At cycle 0: (0, 0) and (0, 1) get allocated (along with other uops that we don't care about right now). (0, 1) is data-dependent on (0, 0).
1: (0, 4) and (0, 7) get allocated. Assuming that no older and ready uops is assigned to port 0 and that the operands of (0, 0) are ready, dispatch (0, 0) to port 0. Port 1 potentially remains idle because (0, 1) is not ready yet.
2: The result of (0, 0) is available through the the bypass network. At this point, (0, 1) can and will be dispatched. However, even if (0, 4) or (0, 7) are ready, neither is the oldest uop assigned to port 1, so it both get blocked. (0, 10) gets allocated.
3: (0, 4) is dispatched to port 1. (0, 7) and (0, 10) both get blocked even if their operands are ready. (0, 13) gets allocated.
4: (0, 7) is dispatched to port 1. (0, 10) gets blocked. (0, 13) has to wait for (0, 7). (0, 18) gets allocated.
5: (0, 10) is dispatched to port 1. (0, 13) gets blocked. (0, 18) has to wait for (0, 17) which depends on (0, 13). (1, 0) and (1, 1) get allocated.
6: (0, 13) is dispatched to port 1. (0, 18) has to wait for (0, 17) which depends on (0, 13). (1, 1) has to wait for (1, 0). (1, 0) cannot be dispatched because the distance between (1, 0) and (0, 7) is 3 uops, one of which may suffer a port conflict. (1, 4) gets allocated.
7: Nothing gets dispatched to port 1 because (0, 18), (1, 1), and (1, 4) are not ready. (1, 7) gets allocated.
8: Nothing gets dispatched to port 1 because (0, 18), (1, 1), (1, 4), and (1, 7) are not ready. (1, 10) and (1, 13) get allocated.
9: (0, 18) is dispatched to port 1. (1, 10) and (1, 4) are ready but get blocked due to port contention. (1, 1), (1, 7), and (1, 13) are not ready.
10: (1, 1) is dispatched to port 1. (1, 4), (1, 7), and (1, 10) are ready but get blocked due to port contention. (1, 13) is not ready. (1, 18) gets allocated.
Well, ideally, we'd like 11 of the 12 uops to be dispatched to port 1 in 11 cycles. But this analysis shows that the situation is far from ideal. Port 1 is idle for 4 out of the 11 cycles! If we assume that some (X, 18) from a previous iteration gets dispatched at cycle 0, then port 1 would be idle for 3 cycles, which is a lot of waste, considering that we have 12 uops that require it every 11 cycles.
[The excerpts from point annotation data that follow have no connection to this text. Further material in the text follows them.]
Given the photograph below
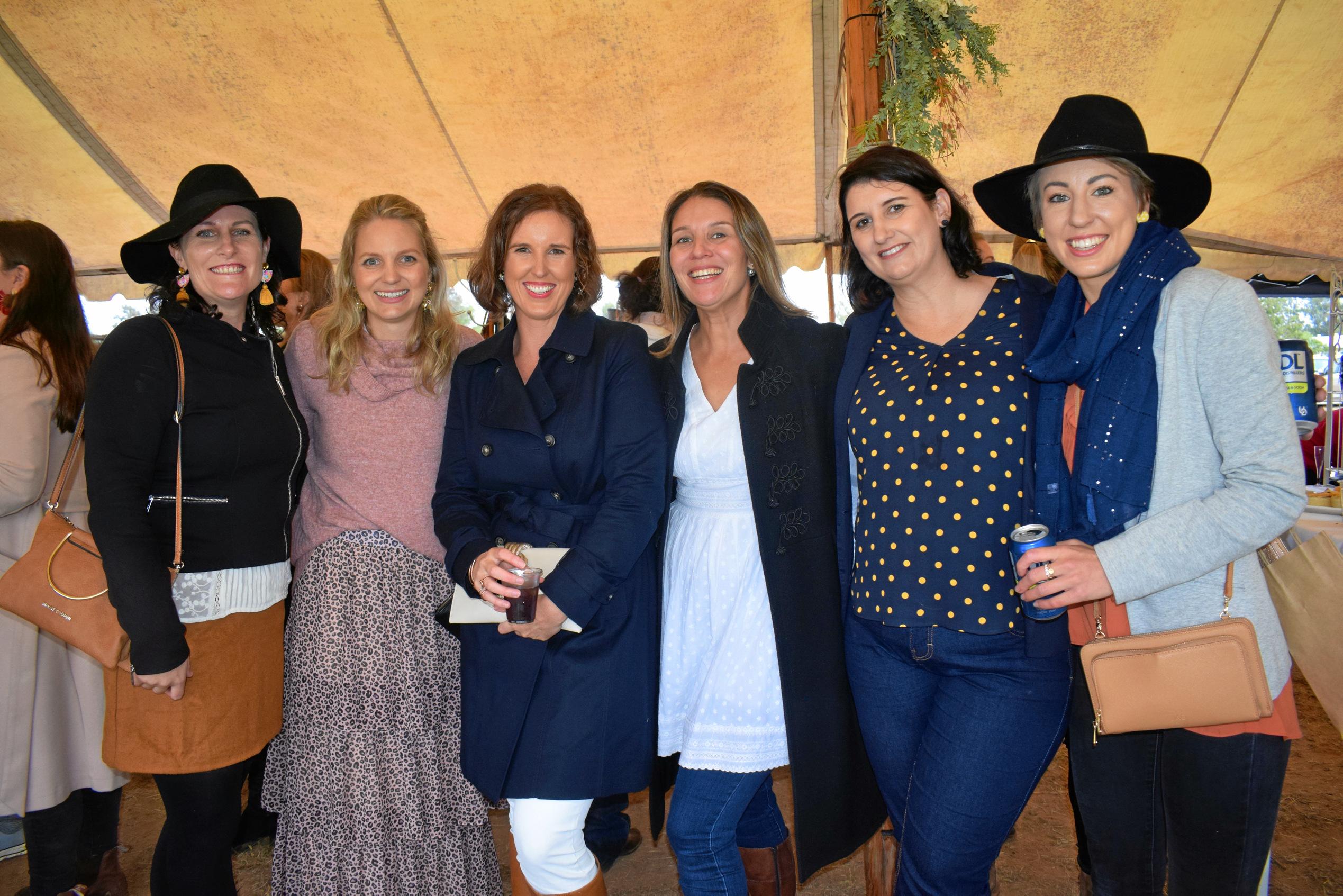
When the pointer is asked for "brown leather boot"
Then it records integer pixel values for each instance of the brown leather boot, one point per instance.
(112, 880)
(773, 871)
(515, 874)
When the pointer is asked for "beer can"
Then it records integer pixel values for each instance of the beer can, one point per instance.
(1024, 538)
(1297, 365)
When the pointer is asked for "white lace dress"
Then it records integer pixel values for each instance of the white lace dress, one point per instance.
(720, 702)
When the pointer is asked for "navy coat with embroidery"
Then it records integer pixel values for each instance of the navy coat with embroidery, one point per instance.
(786, 406)
(573, 458)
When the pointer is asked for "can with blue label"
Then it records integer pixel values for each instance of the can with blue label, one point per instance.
(1299, 374)
(1024, 538)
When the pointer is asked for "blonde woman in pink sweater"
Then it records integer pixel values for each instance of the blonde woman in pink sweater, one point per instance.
(365, 773)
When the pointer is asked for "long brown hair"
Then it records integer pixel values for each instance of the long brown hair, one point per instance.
(755, 238)
(49, 305)
(340, 327)
(489, 263)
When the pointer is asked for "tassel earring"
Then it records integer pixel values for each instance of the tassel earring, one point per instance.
(266, 298)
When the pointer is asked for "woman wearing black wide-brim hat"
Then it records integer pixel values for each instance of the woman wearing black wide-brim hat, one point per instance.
(1165, 449)
(203, 695)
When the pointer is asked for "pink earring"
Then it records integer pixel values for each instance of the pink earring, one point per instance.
(265, 297)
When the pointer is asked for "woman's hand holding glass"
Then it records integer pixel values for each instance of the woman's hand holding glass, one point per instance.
(495, 581)
(1069, 573)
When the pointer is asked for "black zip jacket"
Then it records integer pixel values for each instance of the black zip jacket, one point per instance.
(242, 446)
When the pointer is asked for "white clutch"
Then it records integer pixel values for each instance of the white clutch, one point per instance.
(468, 609)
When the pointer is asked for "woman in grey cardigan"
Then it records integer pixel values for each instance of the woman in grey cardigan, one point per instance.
(1165, 450)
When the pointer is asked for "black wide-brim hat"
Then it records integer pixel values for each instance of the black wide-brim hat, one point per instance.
(1096, 125)
(201, 193)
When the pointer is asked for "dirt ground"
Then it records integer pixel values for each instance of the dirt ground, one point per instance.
(1037, 862)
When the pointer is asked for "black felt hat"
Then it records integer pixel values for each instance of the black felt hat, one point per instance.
(1096, 125)
(199, 194)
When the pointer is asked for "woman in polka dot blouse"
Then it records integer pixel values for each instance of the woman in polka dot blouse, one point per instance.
(959, 705)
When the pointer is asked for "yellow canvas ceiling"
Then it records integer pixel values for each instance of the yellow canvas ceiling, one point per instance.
(109, 103)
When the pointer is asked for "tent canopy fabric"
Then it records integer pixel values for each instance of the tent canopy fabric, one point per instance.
(109, 103)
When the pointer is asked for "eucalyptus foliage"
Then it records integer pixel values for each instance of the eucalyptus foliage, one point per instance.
(923, 49)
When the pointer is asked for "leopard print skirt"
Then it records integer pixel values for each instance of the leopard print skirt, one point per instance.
(366, 772)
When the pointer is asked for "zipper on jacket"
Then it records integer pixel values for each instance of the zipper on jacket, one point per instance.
(289, 483)
(186, 499)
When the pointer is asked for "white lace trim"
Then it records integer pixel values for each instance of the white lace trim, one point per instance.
(202, 597)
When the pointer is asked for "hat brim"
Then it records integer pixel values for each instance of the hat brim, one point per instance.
(147, 258)
(1181, 193)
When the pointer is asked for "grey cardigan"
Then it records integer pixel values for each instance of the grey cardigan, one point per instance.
(1228, 473)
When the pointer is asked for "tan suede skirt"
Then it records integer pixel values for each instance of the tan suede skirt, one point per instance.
(230, 710)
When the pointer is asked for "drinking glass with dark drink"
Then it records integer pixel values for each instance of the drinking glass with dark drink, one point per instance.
(523, 608)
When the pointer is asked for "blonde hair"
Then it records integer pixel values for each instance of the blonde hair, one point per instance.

Out of the 12 uops, only up to 8 got dispatched. How bad can the situation get? We can continue analyzing the trace and record how the number of p1-bound uops that are either ready to be dispatched but blocked due to conflict, or are not ready due to data decencies. I was able to determine that that the number of p1-bound uops stalled due to port conflict is never larger than 3. However, the number of p1-bound uops stalled due due to data decencies is overall increasing gradually with time. I did not see any pattern the way it increases, so I decided to use linear regression on the first 24 cycles of the trace to predict at what point there would be 97 such uops. The following figure shows that.
The x-axis represents the zero-based cycles increasing from left to right. Note that the number of uops is zero for the first 4 cycles. The y-axis represents the number of such uops at the corresponding cycle. The linear regression equation is:
y = 0.3624x - 0.6925.
By setting y to 97 we get:
x = (97 + 0.6925) / 0.3624 = 269.57
That is, at about cycle 269, we expect that there are 97 uops in the RS all p1-bound and waiting for their operands to become ready. It is at this point the RS is full. However, there can be other uops that are waiting in the RS for other reasons. So we expect that the allocator underutilize its bandwidth at or before cycle 269. by looking at the IACA trace for instruction (11, 5), we can see that the situation happens at cycle 61, which is much earlier than 269. This means that either my predictor is very optimistic or that the counts of uops bound to other ports exhibit also a similar behavior. My guts tell me it's the latter. But that is good enough to understand why IACA has said that the code is backend-bound. You can perform a similar analysis on the first code to understand why it's frontend-bound. I guess I'll just leave as an exercise for the reader.
This manual analysis can be followed in case IACA does not support a particular piece of code or when a tool like IACA does not exist for a particular microarhcitecture. The linear regression model enables to estimate after how many iterations the allocator underutilizes its bandwidth. For example in this case, cycle 269 corresponds to iteration 269/11/2 = 269/22 = 12. So as long as the maximum number of iterations is not much larger than 12, the backend performance of the loop would be less of an issue.
There is a related post by #Bee: How are x86 uops scheduled, exactly?.
I may post the details of what happens during the first 24 cycles later.
Side note: There are two errors in Wikichip's article on Skylake. First, Broadwell's scheduler has 60 entires, not 64. Second, the allocator's throughput is up to 4 fused uops only.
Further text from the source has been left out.